Whereas the reference to “going to sleep” is an impotent attempt at appeasement with regard to the actual process of dying, the following is an attempt to soothe our fears in respect of our impending non-existence: with our death it is being that becomes ontically “poorer”; we ourselves are not affected by it; likewise, with the beginning of our existence it was being that became ontically “richer”; we ourselves did not become richer or gain anything thereby. Death subtracts us from that remaining part of being to which we were added with the beginning of our existence. The beginning and end of our existence are things that befall not us ourselves but rather the being that surrounds and bears us. As embodied consciousnesses we fall over and over again into the “error” of seeing the beginning of our existence as a gift that was given to us and our death as a loss which befalls us ourselves. Being mind-endowed entities whose existence, nonetheless, rests firmly upon the persistence of our physical organisms, it is inevitable that we have, as it were, “a taste for being” and that we are subjected to the tyranny of the body (>Bionomic Principle). Where IT is and bionomically raises its claims, it is only with the greatest difficulty that I can assert myself and have my way. These observations throw a harsh, clear light on how justified is the description of >Suicide Cynicism for remarks of the kind: ‘whoever is not satisfied with life is free to send him- or herself- back into the condition they were in before they began to exist”.

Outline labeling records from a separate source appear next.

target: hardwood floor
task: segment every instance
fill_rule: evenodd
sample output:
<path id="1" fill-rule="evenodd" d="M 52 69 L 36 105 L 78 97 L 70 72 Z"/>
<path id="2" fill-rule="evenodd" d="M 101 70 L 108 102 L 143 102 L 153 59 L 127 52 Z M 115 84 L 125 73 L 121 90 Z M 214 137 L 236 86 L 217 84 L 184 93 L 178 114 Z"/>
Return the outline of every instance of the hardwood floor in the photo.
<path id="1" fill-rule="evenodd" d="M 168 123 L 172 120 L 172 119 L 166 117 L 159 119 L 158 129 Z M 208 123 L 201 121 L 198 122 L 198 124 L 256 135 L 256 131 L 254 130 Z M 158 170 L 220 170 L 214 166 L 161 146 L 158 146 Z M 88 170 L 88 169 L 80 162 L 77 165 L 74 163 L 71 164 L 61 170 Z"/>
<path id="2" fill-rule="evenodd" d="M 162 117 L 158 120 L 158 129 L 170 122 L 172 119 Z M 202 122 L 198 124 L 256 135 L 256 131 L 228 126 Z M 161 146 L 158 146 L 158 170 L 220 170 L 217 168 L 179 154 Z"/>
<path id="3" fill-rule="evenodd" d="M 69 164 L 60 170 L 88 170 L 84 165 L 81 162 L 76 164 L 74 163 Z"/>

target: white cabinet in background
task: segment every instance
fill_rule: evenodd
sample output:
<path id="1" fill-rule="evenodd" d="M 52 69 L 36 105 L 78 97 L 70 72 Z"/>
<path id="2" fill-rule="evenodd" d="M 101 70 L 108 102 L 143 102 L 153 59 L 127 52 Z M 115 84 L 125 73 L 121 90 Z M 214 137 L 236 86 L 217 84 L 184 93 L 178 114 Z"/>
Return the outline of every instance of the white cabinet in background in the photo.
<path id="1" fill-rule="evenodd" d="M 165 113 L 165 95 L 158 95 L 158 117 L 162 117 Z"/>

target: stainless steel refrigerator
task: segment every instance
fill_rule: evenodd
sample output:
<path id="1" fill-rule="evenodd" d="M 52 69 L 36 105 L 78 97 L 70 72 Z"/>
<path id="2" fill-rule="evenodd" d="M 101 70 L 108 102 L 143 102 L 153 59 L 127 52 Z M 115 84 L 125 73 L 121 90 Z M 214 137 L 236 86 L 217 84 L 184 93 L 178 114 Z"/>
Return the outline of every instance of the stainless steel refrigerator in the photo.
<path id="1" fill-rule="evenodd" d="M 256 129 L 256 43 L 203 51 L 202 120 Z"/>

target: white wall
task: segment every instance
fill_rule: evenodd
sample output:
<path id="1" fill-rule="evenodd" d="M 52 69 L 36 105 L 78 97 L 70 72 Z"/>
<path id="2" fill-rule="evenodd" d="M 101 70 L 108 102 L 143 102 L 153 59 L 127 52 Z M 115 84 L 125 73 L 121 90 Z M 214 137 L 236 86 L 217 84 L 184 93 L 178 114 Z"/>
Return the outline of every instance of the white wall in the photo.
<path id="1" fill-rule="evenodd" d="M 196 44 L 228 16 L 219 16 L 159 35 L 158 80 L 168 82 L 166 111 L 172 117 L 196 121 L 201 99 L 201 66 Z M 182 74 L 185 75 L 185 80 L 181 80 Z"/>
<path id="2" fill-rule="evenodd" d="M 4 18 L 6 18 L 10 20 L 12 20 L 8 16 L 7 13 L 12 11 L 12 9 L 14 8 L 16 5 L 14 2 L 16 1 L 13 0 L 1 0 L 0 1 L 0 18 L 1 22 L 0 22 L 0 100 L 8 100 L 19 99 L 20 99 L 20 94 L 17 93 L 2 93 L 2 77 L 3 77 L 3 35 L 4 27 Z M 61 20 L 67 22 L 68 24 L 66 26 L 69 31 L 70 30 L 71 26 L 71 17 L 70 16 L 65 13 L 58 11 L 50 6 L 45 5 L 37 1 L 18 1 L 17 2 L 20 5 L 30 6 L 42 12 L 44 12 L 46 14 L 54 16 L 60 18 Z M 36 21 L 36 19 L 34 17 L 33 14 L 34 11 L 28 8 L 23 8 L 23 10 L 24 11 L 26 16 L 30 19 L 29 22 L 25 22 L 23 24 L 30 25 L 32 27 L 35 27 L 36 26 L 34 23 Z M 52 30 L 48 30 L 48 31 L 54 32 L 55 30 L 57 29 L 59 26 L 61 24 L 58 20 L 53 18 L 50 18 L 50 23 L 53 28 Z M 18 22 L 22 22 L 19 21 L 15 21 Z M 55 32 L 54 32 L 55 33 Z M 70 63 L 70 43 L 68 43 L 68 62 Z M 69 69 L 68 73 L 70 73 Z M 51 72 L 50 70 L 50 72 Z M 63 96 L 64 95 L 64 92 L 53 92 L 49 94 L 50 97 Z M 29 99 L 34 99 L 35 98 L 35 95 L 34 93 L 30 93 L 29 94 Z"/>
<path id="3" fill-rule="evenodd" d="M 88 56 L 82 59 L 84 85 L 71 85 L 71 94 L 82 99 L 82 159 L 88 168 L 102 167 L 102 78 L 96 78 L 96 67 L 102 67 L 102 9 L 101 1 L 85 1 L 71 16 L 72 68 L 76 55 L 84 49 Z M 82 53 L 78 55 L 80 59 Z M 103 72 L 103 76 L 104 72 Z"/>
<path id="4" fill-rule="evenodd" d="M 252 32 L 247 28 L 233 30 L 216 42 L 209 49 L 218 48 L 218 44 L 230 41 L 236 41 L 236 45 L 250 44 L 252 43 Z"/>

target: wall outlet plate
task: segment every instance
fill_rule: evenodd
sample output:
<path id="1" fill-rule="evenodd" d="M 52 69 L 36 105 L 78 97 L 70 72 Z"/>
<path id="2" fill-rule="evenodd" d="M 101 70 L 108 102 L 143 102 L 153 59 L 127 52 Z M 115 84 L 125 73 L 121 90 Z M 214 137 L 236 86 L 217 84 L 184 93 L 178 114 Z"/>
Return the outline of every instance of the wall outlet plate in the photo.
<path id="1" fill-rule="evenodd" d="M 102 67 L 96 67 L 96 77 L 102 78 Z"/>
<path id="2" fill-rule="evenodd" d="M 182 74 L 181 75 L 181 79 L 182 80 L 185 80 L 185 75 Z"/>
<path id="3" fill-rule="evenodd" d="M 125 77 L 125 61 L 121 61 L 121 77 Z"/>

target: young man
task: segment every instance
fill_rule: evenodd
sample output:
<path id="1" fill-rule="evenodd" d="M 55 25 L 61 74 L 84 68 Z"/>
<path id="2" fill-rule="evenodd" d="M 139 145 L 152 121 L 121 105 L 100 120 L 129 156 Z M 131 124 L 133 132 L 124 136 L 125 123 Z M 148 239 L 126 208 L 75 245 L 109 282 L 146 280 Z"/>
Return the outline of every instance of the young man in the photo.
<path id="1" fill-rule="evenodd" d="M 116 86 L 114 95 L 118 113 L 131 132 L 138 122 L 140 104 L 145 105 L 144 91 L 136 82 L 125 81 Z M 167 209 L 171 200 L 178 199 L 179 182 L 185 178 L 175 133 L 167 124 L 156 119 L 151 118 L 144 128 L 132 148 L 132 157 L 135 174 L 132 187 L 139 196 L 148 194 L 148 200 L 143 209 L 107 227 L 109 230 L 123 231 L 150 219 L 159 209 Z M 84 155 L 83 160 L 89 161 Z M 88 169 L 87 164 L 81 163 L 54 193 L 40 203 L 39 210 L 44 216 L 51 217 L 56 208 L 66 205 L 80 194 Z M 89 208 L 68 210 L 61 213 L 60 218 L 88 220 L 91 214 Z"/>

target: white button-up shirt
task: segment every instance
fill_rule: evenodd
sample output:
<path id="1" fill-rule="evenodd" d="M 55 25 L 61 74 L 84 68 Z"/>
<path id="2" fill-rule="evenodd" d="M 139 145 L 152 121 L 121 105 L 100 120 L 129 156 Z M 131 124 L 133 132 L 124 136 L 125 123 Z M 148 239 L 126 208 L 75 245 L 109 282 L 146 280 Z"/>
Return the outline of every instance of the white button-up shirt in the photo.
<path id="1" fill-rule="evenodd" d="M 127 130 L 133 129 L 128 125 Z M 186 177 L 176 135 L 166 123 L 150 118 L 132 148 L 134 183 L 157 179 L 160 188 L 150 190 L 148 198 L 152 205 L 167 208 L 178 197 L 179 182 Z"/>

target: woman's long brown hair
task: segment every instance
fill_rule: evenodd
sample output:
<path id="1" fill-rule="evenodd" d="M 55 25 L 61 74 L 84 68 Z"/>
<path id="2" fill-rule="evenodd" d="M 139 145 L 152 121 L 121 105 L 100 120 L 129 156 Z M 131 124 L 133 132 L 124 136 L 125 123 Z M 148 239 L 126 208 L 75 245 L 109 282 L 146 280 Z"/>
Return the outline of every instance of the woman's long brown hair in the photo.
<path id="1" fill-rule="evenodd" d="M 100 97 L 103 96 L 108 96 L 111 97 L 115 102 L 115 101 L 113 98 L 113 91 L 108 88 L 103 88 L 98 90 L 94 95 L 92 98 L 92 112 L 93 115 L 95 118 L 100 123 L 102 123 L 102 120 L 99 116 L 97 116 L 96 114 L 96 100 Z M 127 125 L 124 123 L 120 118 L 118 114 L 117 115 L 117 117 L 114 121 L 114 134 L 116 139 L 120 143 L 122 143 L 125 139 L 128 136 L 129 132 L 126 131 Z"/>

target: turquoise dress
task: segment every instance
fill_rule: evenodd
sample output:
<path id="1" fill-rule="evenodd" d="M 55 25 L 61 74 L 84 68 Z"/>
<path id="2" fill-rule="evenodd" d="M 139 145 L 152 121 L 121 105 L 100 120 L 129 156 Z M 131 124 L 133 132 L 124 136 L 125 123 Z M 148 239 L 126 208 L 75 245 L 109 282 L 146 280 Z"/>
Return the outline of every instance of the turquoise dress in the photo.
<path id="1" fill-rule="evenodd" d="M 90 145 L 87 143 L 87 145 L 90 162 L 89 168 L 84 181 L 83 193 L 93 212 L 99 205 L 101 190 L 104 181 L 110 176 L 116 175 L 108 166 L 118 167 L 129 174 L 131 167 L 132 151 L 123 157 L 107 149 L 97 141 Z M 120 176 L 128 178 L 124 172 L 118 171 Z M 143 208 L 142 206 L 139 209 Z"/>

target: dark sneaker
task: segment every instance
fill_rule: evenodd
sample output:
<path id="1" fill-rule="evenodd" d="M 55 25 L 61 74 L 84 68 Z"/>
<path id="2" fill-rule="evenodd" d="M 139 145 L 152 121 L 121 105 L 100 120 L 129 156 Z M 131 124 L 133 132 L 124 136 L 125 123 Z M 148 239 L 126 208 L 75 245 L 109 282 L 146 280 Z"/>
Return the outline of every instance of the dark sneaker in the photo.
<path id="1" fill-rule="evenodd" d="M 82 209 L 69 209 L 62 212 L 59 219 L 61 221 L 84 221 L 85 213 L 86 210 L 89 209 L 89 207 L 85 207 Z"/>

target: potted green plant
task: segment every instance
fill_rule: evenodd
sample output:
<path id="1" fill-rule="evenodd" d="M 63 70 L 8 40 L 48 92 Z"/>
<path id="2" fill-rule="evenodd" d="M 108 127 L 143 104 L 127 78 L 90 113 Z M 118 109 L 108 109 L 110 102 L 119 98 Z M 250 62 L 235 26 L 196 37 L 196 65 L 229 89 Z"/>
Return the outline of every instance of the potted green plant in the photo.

These matters were also reflected upon by Friedrich Theodor Vischer in his book Auch Einer: eine Reisebekanntschaft, namely in the following way: “Whoever is made unhappy by the thought that, after his death, he will no longer be alive needs to be reminded of the demands of logical consistency. No one ever feels unhappy over the fact that it was only at a certain point that he began to live, that is to say, that before his birth he was not alive; he should be no whit more unhappy, then, over the fact that he will at a certain point cease to live. Admittedly, one great difference exists here: in the meantime, the individual in question will have become accustomed to life – and life, as is well known, is a dish that is decidedly ‘more-ish’!” (Vischer, Auch Einer. On the asymmetry between our attitudes respectively to past and to future non-existence, see also Nagel, The View from Nowhere)
 Or rather, to speak more precisely: that before the beginning of his existence he was not alive.